第7話 ◆二人の約束と暫しのお別れ◆

 そんなある日のことでした。


 いつものようにやってきたユージーンは浮かない顔をしていました。


「どうしたの? ユージーン」


 心配そうにラプンツェルが話しかけます。


「うん……」


 口ごもるユージーンに、編み物をしていたおばあさんも手を止めました。


「実は……父上の体調がかなり悪いんだ」


「まぁ……」


 ユージーンは第一王子ですが、亡くなった前の妃の息子で、今の王妃との折り合いはあまり良くありませんでした。

 弟の第二王子は今の王妃の息子なので、王妃はできれば、この実の息子に王位を継がせたいと思っていたのです。

 ただ、父王はユージーンに王位を継いで欲しいと思っていて、それで今、隣国ユージーンの国は後継者を巡って二つに割れて揉めていたのでした。

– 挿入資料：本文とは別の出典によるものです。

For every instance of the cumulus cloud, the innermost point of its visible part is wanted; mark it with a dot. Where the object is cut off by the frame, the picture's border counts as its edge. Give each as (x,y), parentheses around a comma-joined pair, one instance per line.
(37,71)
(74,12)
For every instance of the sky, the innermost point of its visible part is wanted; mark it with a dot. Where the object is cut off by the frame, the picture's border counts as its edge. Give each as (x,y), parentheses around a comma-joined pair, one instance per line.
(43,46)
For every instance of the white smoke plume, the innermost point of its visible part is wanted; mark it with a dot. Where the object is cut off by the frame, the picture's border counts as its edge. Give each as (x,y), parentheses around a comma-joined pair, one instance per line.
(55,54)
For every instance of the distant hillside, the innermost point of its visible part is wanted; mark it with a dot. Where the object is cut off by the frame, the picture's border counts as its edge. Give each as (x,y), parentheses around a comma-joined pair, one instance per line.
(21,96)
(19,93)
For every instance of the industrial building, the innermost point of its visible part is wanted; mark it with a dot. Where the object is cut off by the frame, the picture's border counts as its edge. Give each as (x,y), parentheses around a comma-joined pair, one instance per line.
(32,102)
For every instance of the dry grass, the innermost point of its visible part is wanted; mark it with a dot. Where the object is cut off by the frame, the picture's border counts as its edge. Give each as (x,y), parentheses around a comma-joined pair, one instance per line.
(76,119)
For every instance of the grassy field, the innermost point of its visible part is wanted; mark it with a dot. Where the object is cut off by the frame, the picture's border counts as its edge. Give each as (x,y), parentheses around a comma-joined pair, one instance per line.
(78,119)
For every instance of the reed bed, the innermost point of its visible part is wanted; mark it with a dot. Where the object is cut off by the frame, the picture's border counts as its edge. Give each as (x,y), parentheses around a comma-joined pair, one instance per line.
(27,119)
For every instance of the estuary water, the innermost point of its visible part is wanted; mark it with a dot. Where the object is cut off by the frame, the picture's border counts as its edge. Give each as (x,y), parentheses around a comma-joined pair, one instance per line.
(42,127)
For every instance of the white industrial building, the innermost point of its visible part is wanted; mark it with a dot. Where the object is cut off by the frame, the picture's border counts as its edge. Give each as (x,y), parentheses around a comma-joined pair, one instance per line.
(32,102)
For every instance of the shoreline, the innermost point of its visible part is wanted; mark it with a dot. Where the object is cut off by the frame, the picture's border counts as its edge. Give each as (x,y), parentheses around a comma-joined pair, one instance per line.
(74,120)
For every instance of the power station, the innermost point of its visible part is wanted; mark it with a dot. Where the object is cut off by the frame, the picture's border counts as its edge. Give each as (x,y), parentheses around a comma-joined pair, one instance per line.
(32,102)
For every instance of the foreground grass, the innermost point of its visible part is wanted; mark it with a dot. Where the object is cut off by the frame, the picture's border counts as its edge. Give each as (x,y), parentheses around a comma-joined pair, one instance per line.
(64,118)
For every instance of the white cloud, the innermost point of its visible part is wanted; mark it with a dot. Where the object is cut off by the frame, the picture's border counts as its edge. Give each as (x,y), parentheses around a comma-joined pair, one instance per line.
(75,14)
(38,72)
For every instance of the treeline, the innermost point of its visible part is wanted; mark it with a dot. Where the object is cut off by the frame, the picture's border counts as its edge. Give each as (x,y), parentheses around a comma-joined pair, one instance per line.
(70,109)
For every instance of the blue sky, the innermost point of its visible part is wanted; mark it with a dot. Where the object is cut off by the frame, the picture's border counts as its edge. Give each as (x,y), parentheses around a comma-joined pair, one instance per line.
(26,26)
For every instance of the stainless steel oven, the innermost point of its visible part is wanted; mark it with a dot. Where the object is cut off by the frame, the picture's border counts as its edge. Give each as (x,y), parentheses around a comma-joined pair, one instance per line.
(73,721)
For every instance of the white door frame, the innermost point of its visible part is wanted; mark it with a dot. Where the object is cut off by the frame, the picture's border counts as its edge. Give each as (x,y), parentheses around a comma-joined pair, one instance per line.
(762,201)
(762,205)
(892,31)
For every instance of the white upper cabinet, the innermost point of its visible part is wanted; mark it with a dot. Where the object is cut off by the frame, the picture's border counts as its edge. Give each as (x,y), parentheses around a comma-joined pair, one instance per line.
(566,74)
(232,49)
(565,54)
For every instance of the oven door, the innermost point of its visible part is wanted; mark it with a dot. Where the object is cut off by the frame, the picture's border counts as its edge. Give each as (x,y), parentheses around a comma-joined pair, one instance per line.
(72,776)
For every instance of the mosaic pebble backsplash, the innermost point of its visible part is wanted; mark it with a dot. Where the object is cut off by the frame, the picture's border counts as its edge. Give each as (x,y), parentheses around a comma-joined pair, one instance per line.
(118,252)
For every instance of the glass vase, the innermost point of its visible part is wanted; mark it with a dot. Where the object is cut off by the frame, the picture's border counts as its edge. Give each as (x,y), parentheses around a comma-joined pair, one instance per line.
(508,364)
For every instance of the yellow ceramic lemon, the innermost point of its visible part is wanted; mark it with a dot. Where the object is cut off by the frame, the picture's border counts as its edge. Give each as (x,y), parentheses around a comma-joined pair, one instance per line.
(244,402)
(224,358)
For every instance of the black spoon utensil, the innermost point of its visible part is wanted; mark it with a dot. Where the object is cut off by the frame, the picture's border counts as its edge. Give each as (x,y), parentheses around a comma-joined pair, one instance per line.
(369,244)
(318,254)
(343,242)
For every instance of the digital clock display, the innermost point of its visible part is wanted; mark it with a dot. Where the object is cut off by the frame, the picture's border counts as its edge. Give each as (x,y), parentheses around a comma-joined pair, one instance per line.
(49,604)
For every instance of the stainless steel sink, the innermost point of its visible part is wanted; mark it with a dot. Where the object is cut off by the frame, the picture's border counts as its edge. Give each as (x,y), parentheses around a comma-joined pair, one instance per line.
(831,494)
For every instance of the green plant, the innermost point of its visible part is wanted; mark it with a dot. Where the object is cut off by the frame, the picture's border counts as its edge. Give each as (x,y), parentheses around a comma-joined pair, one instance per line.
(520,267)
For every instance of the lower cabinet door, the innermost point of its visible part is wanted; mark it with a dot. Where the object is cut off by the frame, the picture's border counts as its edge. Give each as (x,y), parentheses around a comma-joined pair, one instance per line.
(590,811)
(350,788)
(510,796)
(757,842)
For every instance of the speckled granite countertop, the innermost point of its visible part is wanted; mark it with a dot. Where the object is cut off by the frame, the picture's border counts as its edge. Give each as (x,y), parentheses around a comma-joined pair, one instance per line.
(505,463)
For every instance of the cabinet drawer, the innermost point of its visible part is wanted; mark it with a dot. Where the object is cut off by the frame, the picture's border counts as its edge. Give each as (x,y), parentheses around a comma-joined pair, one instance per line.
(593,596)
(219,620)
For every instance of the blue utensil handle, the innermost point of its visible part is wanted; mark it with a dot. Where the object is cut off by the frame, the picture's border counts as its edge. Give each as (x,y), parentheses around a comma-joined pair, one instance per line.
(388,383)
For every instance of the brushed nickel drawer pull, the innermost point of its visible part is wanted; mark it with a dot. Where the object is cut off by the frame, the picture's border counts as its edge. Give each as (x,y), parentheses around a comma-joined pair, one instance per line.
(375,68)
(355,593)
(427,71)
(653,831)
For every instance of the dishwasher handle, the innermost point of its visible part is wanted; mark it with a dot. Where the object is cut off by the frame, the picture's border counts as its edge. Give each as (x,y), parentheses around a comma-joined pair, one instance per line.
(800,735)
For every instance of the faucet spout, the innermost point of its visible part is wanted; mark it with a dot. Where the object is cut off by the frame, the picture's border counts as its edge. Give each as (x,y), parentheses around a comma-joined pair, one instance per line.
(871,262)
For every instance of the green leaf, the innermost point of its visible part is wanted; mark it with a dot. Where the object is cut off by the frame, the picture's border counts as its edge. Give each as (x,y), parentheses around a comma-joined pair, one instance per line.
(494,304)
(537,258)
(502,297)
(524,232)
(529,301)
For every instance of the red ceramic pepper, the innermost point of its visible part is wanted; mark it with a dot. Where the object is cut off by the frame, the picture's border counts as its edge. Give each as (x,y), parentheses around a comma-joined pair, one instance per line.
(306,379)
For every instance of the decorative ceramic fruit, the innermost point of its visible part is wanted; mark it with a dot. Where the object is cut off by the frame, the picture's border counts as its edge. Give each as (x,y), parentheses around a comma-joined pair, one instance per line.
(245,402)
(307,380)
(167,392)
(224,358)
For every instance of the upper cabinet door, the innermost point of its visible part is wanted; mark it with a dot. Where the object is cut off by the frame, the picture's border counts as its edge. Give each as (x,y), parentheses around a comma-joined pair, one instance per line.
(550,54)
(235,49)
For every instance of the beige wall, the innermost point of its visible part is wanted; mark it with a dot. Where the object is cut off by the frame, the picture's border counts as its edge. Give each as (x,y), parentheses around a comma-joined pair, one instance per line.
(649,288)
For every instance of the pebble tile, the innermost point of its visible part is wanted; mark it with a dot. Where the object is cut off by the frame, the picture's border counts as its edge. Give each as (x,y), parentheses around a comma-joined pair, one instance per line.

 そう話して溜息をついたユージーンの手に、ラプンツェルはそっと自分の手を重ねました。


 おばあさんはじっと黙って、ユージーンが話しはじめるのを待っています。


     🌿


「ラプンツェル、おばあさん、僕はしばらくの間、ここへは来られなくなると思う」


「こんなことがなければ、僕は近いうちに、おばあさんのお許しを貰ってから、一度ラプンツェルを国へと連れて行くつもりでした」


「でも、こんなに国内が荒れてしまっていては、一緒に連れて行っても、情けないことだけれど大切なラプンツェルを僕の力で守り切れるか……わからない」


 ユージーンは唇を噛み締めました。


「すみません、おばあさん……

 許しておくれ、ラプンツェル……」


「ただ、これは身勝手な我儘かもしれないけれど……国の内乱をおさめて、安心してラプンツェルに来てもらえるようになったら……」


 ユージーンはラプンツェルの目をまっすぐに見つめながら力強く言いました。


「必ず、迎えに来るから」

「だから、僕を信じて、此処でおばあさんと一緒に、僕を待っていてくれないか?」


 ラプンツェルはユージーンと手を重ねたまま、その言葉を噛み締めるようにして聞いていました。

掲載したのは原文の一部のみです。